SARL: The Symbolic Algebra and Reasoning Library is a Java library for creating, manipulating, and reasoning about symbolic expressions. The library can be used to support various applications that require symbolic reasoning, such as symbolic execution tools for program analysis, verification, or test case generation.

Key Features

Some of the features of SARL include:
  • Symbolic references. There is a "reference type" which has symbolic values such as r1="the i-th element of an array", or "the i-th field of the j-th element of an array of tuples". There is a method "dereference" that takes a reference value and a symbolic expression of the appropriate type and returns the subexpression specified by the reference. For example, dereference(r1, a) will return "a[i]". This make representing pointer values in a C program really easy. There is also a method assign(r, x, y), which returns the symbolic expression obtained by starting with x and modifying the component specified by r with y. This makes the symbolic execution of C statements like "*p=e" easy.
  • Union types. Given any sequence of types t1,...,tn, you can form the union type t1+...+tn. The domain of this type is the union of the domains of the ti. This makes representing a heap easy, for example, let t1,...,tn be all the types that are ever malloced, let the heap type be: array of union_i(array of ti). It also useful for message queues, which are arrays that can hold various types of elements.
  • Simplifications. Given a boolean-valued expression (the "context") and another symbolic expression, the simplify method returns a simplified version of the expression under the assumption that the context holds.

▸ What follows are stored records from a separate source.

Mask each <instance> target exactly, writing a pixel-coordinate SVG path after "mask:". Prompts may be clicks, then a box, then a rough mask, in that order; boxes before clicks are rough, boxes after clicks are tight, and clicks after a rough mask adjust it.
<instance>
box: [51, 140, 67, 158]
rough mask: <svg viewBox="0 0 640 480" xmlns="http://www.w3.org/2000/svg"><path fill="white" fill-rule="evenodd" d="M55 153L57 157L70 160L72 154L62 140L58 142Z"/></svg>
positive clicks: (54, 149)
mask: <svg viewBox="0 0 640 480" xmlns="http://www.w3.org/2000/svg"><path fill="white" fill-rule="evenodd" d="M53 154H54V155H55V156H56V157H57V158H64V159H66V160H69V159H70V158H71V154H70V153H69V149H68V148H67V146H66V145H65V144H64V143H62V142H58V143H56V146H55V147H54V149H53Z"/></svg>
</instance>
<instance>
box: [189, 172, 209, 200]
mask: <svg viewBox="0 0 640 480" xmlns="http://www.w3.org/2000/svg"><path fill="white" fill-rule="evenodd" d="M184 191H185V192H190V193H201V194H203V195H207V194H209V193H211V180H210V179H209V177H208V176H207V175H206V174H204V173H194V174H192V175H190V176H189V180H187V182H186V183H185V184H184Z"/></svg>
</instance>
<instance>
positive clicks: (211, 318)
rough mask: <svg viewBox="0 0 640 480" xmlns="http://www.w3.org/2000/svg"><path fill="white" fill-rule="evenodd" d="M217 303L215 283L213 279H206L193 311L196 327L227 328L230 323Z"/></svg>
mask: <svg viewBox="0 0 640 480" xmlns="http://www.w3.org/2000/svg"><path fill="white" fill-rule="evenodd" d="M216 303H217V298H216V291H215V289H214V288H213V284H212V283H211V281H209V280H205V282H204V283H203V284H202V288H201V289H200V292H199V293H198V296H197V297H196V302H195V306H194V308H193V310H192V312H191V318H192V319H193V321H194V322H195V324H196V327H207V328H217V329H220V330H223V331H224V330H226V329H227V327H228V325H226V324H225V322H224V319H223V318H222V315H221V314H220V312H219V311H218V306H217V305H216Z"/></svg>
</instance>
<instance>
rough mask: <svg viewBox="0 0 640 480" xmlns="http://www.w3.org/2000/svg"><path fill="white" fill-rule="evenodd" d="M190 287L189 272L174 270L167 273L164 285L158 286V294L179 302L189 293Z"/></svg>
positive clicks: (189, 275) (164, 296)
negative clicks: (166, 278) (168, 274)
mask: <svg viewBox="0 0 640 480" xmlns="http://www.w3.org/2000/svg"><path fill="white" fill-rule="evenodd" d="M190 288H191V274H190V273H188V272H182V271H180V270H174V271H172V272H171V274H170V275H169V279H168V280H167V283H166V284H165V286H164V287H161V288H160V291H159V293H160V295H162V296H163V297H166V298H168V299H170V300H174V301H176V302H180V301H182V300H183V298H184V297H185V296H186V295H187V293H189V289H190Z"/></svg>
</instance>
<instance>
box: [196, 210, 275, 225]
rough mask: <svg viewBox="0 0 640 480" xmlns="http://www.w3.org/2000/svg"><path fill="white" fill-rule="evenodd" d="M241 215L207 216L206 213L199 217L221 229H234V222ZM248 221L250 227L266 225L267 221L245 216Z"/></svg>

For example, if context is "x>1" and e is "x>0" then e is simplified to "true". If the context contains a bunch of polynomial equalities, these are treated as linear expressions in the monomials and Gaussian elimination is performed to solve for any/all of those monomials. And so on. This is useful in symbolic execution, where the context is the path condition, and you can run over the whole state simplifying it, getting the state to (as close as possible to) a canonical form. This can help you decide if you have seen the state before, greatly simplifies the theorem proving queries, etc.
  • Persistence. Symbolic expressions are immutable, but they are implemented with "persistent" data structures. These are immutable data structures that provide analogs of all the standard mutation methods (like "set the i-th element of the array to x") but return a whole new data structure instead of modifying the existing one, i.e.: PersistentArray <T> set(int index, T x);
  • Herbrand versions of the numeric types. In addition to the (ideal) integer and real types, there are Herbrand integer and Herbrand real types. A numerical operation involving a Herbrand type is treated as an uninterpreted function (and never simplified). Hence in one program you can mix and match: have some Herbrand and some ideal values. The Herbrands are useful, for example, for representing floating point values when you don't want to assume anything about the floating point operations.

Using SARL

SARL is meant to be used through its API, which is specified in package dev.civl.sarl.IF and its sub-packages. For almost all users, this is the only part of SARL you should look at. The other packages contain the implementation code.